Johnson, who was appointed to the court as part of a settlement over civil rights violations under the Voting Rights Act, has been serving on the court longer than any other judge, and was prepared under the state’s seniority system to take on the court’s top spot when Chief Justice Catherine Kimball retired. Even today, Johnson is the only black Supreme Court justice in a state in which nearly one third of residents are black. As part of the 1994 settlement, an eighth seat was initially added to the court, but because the state Constitution capped the number of justices at seven, Johnson was appointed to the appellate court, though she served as a member of the high court for her entire tenure.

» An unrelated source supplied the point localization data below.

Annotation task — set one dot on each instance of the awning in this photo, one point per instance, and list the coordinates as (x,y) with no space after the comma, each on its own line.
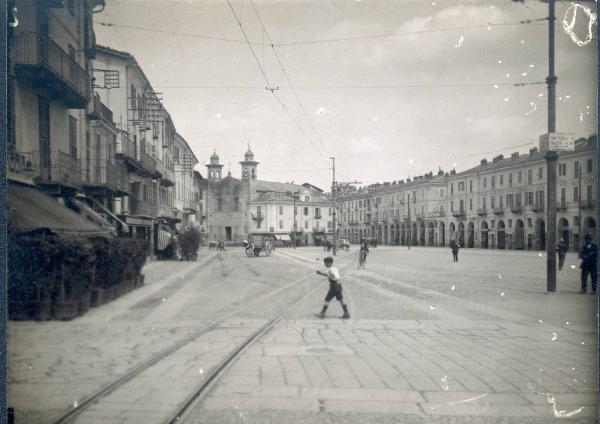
(29,210)
(101,207)
(164,239)
(94,216)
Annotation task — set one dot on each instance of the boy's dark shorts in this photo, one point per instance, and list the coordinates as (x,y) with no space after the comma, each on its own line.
(334,291)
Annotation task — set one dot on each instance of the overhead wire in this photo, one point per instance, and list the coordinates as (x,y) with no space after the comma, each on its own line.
(287,77)
(267,80)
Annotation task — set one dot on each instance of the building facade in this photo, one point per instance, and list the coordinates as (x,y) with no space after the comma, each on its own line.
(86,126)
(499,204)
(237,207)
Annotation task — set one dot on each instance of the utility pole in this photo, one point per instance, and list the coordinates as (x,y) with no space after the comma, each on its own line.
(333,187)
(295,229)
(409,226)
(551,157)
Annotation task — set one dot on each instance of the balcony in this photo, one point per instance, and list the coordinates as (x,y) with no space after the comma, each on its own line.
(97,111)
(106,175)
(588,205)
(460,214)
(141,207)
(45,64)
(190,206)
(516,209)
(137,161)
(537,208)
(436,214)
(168,177)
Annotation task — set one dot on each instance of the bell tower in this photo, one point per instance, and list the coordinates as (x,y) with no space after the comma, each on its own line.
(214,168)
(249,173)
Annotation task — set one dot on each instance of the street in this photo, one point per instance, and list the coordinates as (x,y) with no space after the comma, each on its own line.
(428,341)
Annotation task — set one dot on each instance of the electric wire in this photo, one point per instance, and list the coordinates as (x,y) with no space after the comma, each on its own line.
(287,77)
(267,80)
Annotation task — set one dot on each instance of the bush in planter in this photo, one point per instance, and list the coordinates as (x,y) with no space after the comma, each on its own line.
(48,275)
(190,242)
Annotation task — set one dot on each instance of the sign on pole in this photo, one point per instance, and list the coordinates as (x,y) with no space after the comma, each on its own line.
(557,142)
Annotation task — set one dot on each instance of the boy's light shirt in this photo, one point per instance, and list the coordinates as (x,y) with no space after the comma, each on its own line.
(333,274)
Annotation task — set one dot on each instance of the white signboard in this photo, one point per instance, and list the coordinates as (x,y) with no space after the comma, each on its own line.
(557,142)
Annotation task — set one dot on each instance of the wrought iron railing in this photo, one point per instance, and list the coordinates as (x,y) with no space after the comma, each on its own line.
(138,206)
(29,48)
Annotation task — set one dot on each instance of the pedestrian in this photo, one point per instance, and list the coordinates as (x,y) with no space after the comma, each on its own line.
(561,249)
(588,255)
(335,287)
(454,246)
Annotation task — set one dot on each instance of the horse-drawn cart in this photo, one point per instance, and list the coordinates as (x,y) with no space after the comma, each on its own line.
(257,243)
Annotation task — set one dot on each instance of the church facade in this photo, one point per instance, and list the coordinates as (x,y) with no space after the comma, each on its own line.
(237,207)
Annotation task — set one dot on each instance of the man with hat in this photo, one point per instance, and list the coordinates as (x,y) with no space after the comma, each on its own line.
(588,255)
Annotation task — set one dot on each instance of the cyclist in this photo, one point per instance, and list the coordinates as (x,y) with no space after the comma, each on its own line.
(364,251)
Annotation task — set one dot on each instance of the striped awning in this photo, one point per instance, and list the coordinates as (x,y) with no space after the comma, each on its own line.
(164,239)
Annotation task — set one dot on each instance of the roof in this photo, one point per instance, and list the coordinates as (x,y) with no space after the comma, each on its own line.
(534,155)
(277,187)
(31,210)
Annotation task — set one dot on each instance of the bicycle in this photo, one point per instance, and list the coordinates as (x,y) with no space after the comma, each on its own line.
(362,259)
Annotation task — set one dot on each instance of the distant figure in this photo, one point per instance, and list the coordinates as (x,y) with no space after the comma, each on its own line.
(561,249)
(588,255)
(454,246)
(335,287)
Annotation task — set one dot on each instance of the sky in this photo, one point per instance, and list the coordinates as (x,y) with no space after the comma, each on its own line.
(391,89)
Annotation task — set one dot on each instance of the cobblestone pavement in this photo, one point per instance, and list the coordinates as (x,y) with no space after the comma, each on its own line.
(429,341)
(418,350)
(54,365)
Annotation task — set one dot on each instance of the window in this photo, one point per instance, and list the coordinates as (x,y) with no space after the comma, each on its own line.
(73,137)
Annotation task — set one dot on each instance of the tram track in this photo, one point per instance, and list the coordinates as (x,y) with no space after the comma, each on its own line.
(83,404)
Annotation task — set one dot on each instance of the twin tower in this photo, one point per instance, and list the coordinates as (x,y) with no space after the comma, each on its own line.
(249,166)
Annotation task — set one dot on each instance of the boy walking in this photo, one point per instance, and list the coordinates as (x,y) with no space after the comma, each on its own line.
(335,287)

When Kimball announced she would retire, some of Johnson’s colleagues alleged that because Johnson was first appointed as a judge on the state’s appellate court and was only later elected directly to the Supreme Court, her first years serving on the court did not count towards her seniority. Johnson sued in federal court, seeking enforcement of the initial consent decree. District Judge Susie Morgan sided with Johnson, finding that the consent judgment calls for her six years serving the court as an eighth member “to be credited to her for all purposes under Louisiana law.”
Gov. Bobby Jindal appealed the ruling to the federal appeals court. But while that appeal was pending, Chief Justice Kimball asked her state Supreme Court colleagues not involved in the dispute to issue their own decision. In an opinion released Tuesday, the justices sided with Johnson, holding that “Justice Johnson is presently most senior for purposes of succeeding to the office of chief justice.” The decision appears to have rendered the appeal moot, but remarkably, even with the federal trial court and the majority of the state Supreme Court justices siding definitively with Johnson, the state’s lawyers have apparently asked for more time to consider how to proceed, according to Reuters. Hopefully, this is just procedural caution, and not an even bolder manifestation of hostility toward racial justice.